The full text of the letter to Benneker again exposes the ambiguities of the day:
SIR,
-- I thank you sincerely for your letter of the 19th instant and for the Almanac it contained. No body wishes more than I do to see such proofs as you exhibit, that nature has given to our black brethren, talents equal to those of the other colors of men, and that the appearance of a want of them is owing merely to the degraded condition of their existence, both in Africa & America. I can add with truth, that no body wishes more ardently to see a good system commenced for raising the condition both of their body & mind to what it ought to be, as fast as the imbecility of their present existence, and other circumstances which cannot be neglected, will admit.
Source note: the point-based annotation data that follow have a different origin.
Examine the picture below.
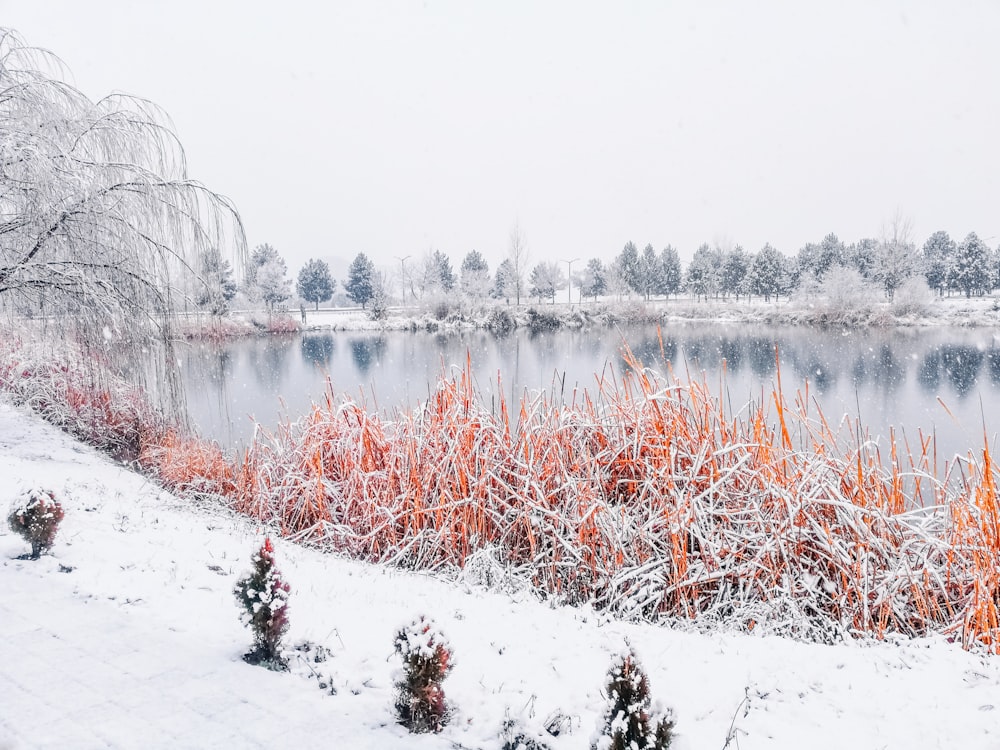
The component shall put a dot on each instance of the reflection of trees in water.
(318, 349)
(366, 352)
(961, 365)
(269, 360)
(879, 367)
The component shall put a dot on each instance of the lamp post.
(402, 275)
(569, 276)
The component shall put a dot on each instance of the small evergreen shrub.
(263, 599)
(627, 723)
(35, 515)
(420, 701)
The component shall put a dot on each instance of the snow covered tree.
(767, 274)
(315, 283)
(97, 213)
(938, 257)
(218, 287)
(970, 271)
(650, 273)
(263, 599)
(474, 276)
(273, 284)
(360, 284)
(420, 702)
(505, 283)
(627, 723)
(593, 281)
(629, 267)
(671, 277)
(35, 515)
(546, 279)
(704, 272)
(735, 266)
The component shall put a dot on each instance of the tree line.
(969, 268)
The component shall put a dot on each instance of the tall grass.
(644, 497)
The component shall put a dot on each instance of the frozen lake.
(942, 380)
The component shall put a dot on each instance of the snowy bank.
(128, 634)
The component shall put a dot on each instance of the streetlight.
(569, 275)
(402, 274)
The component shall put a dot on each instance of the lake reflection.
(892, 378)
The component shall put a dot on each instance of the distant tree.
(704, 273)
(938, 258)
(273, 284)
(546, 279)
(218, 287)
(671, 277)
(315, 284)
(503, 282)
(817, 260)
(628, 267)
(650, 273)
(767, 275)
(863, 256)
(360, 285)
(970, 273)
(474, 275)
(593, 281)
(735, 266)
(517, 254)
(896, 256)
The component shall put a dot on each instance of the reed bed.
(643, 497)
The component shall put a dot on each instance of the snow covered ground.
(128, 635)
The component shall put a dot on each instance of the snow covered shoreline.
(151, 580)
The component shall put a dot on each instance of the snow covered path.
(127, 635)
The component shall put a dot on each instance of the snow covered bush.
(263, 598)
(35, 515)
(628, 723)
(420, 702)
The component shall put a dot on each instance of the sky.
(397, 128)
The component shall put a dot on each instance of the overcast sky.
(397, 128)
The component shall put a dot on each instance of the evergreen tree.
(360, 285)
(474, 275)
(315, 284)
(627, 724)
(650, 273)
(767, 274)
(938, 258)
(218, 286)
(420, 700)
(970, 272)
(628, 267)
(671, 277)
(593, 281)
(263, 599)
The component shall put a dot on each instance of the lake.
(944, 381)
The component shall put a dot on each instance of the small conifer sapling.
(420, 701)
(263, 600)
(35, 515)
(627, 723)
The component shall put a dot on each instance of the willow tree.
(101, 229)
(98, 216)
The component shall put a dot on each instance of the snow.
(128, 635)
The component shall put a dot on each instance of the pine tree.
(420, 701)
(35, 515)
(627, 724)
(263, 598)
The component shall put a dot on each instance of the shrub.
(35, 515)
(263, 597)
(627, 723)
(420, 701)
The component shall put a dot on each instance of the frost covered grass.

I have taken the liberty of sending your Almanac to Monsieur de Condorcet, Secretary of the Academy of Sciences at Paris, and member of the Philanthropic society, because I considered it as a document to which your whole colour had a right for their justification against the doubts which have been entertained of them. I am with great esteem, Sir
Jefferson wrote on the same day to Condorcet: 
I am happy to be able to inform you that we have now in the United States a negro, the son of a black man born in Africa, and of a black woman born in the United States, who is a very respectable Mathematician. I promised him to be employed under one of our chief directors in laying out the new federal city on the Patowmac, & in the intervals of his leisure, while on that work, he made an almanac for the next year, which he sent to me in his own handwriting, & which I inclose to you. I have seen very elegant solutions of Geometrical problems by him. Add to this that he is a very respectable member of society. He is a free man. I shall be delighted to see these instances of moral eminence so multiplied as to prove that the want of talent observed in them is merely the effect of their degraded condition, and not proceeding from any difference in the structure of the parts on which intellect depends. http://www.loc.gov/exhibits/treasures/trr031.html 




Jefferson’s utopianism was exemplified by his belief in abolition being forced through education, and education being the cornerstone of his resettlement proposal and even appears in the letter to Benneker. It is not surprising that his tombstone mentions his founding of the University of Virginia, and not his having been president. Though it is idle speculation, one would think that given Jefferson as a whole, he would not be unhappy to discover that he had been wrong. As for the Notes, they provided ample fodder for his political rivals. So much so that in 1789 Jefferson wrote to Samuel Brown: 

“O! That mine enemy would write a book! Has been a well known prayer against an enemy. I had written a book, and it has furnished matter of abuse for want of something better.”
(TJ to Dr. Samuel Brown, March 25, 1798).